I watched Noah walk up to our house, his gait languorous despite the rain. I was at the front door before he could even knock, and the second I saw him, I pulled him inside.

He stood there in the foyer, with wet hair curling into his eyes and droplets of rain falling from his soaked T-shirt onto the glossy hardwood floor. “What happened?”
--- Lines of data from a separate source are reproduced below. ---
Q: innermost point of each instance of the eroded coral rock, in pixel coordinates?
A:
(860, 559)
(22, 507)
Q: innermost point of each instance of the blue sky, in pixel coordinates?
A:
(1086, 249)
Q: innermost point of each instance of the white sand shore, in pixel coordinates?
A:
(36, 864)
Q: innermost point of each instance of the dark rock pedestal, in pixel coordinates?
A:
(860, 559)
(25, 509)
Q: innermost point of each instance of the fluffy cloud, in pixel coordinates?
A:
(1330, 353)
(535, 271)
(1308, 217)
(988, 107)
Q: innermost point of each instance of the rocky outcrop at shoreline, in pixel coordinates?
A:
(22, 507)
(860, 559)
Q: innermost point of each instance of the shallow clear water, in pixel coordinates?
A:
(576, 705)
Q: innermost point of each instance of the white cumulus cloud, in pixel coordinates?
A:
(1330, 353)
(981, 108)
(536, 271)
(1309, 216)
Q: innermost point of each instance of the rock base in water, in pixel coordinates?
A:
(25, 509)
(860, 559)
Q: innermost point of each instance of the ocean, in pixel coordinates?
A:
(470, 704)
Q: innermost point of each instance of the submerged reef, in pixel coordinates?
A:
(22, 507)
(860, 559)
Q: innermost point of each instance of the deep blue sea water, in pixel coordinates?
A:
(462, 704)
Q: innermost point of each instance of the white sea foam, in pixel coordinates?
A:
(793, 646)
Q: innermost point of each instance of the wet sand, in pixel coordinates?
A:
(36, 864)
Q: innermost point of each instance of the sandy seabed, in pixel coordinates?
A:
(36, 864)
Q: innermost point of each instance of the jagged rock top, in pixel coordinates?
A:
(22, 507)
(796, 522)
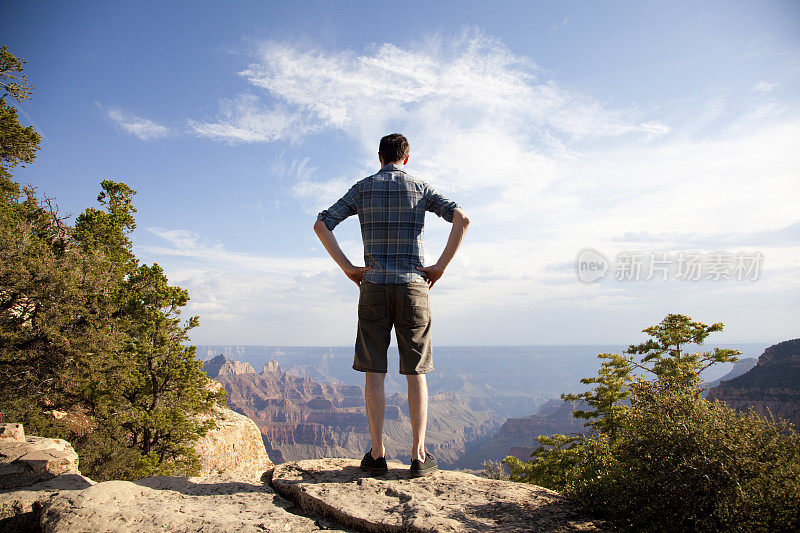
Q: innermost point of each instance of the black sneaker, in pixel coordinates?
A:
(375, 466)
(419, 469)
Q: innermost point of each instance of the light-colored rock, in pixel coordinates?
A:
(234, 447)
(17, 506)
(34, 459)
(176, 505)
(12, 433)
(444, 501)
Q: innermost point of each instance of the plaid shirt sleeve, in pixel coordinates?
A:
(345, 207)
(436, 203)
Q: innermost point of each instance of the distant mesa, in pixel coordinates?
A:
(300, 418)
(222, 366)
(739, 367)
(772, 387)
(272, 367)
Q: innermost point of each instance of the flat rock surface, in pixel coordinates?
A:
(34, 459)
(443, 501)
(174, 504)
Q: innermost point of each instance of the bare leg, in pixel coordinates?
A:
(375, 399)
(418, 410)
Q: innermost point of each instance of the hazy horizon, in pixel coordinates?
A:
(619, 161)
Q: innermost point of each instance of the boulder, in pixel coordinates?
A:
(234, 447)
(18, 507)
(28, 460)
(443, 501)
(174, 504)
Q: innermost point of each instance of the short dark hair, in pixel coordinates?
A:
(393, 148)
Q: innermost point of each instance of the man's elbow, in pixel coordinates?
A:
(461, 218)
(319, 227)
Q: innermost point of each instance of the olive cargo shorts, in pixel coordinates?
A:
(404, 306)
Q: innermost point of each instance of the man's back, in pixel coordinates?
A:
(391, 206)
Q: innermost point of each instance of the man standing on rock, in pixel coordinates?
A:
(393, 286)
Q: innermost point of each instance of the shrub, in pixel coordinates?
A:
(685, 463)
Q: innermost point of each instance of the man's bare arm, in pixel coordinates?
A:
(460, 225)
(332, 246)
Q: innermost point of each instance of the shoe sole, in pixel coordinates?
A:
(423, 473)
(376, 471)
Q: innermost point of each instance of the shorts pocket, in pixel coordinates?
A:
(416, 307)
(372, 303)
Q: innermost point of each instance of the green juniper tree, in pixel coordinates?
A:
(663, 458)
(88, 333)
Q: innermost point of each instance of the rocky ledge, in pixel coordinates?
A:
(311, 495)
(443, 501)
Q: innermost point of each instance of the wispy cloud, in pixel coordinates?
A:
(544, 169)
(765, 86)
(243, 119)
(143, 128)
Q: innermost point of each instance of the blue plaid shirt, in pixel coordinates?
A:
(391, 208)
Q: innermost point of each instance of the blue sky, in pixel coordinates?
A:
(654, 130)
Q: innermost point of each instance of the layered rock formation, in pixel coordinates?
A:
(300, 418)
(739, 367)
(221, 366)
(517, 436)
(233, 447)
(772, 387)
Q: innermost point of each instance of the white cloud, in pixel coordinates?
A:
(143, 128)
(765, 86)
(242, 119)
(543, 169)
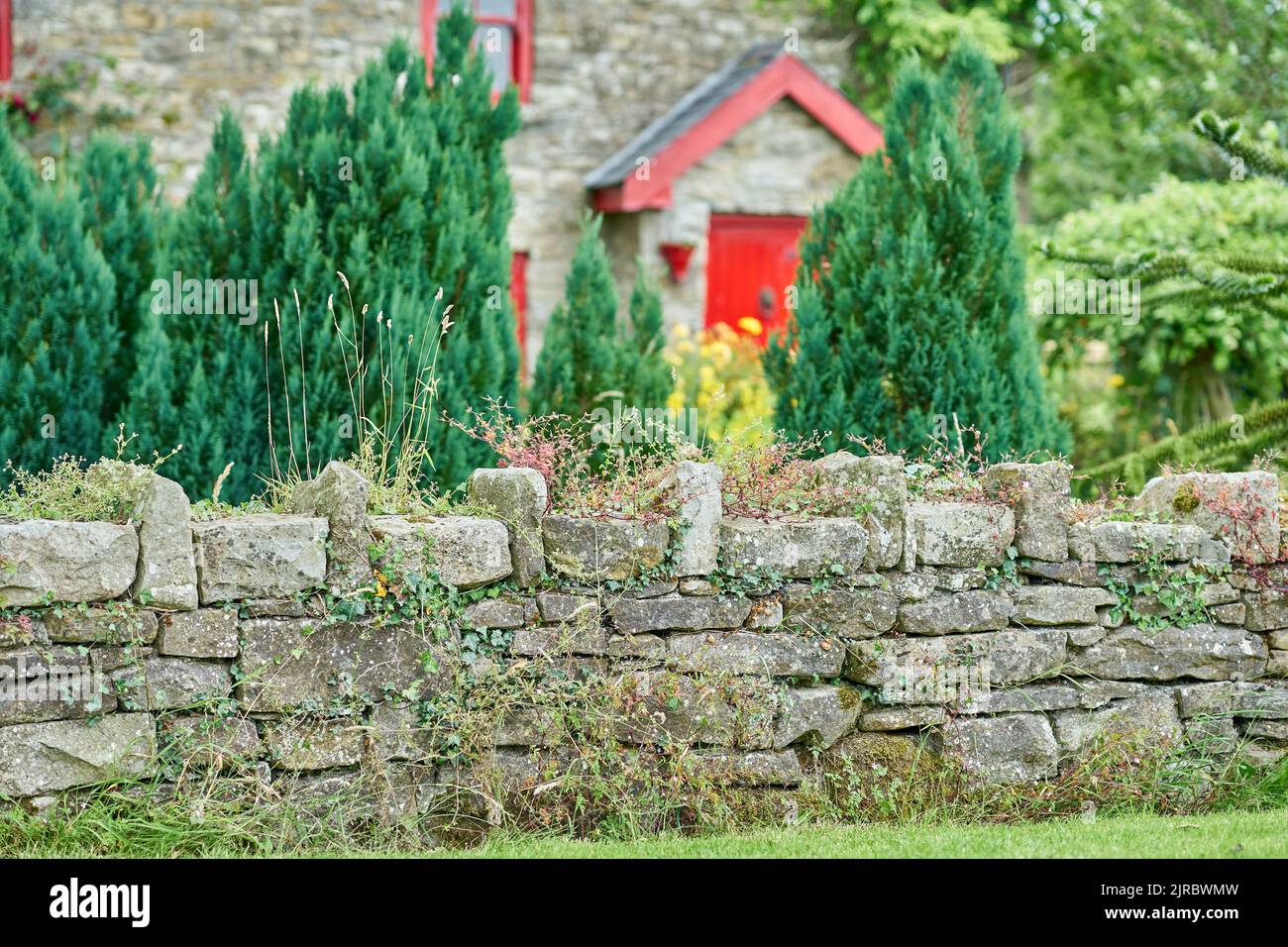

I didn’t answer him. I led him into my bedroom instead. Opened my messenger bag and handed him the picture of me, the one Jude took. And then I began to talk.

21

NOAH WENT TENSE AS HE LISTENED TO ME, HIS muscles visibly rigid beneath his soaked T-shirt. He ran his hand roughly through his wet hair, pushing it back and twisting it up as he studied it. I showed him the camera, too, and he scrolled through each photo. When Noah finally spoke, his voice had a dangerous edge. “Where did you find these?”

“At Horizons today. The camera was in my bag. The picture, too.”

“They’re from last night?” he asked, not looking up.

“Yeah.”

“Were the doors locked? Your windows?”

I nodded. “But he has a key.”

“How?”

I looked at the floor. “There’s almost a whole day I don’t remember,” I said. “I had Daniel’s keys with me at the police station, but after that, I’m blank.” I was growing angry, now, but with myself. “He could’ve taken the house key there, on the way to the psych unit, at the psych unit . . . I don’t know.”

Noah looked down at the pictures. “This one was taken from the foot of your bed,” he said mechanically. His eyes rested on my closet. “He must have been standing there.”

I edged closer to Noah and stared as he studied the image, then scrolled to the next one. It was me in profile, my arm tossed above my head, my blanket down by my waist.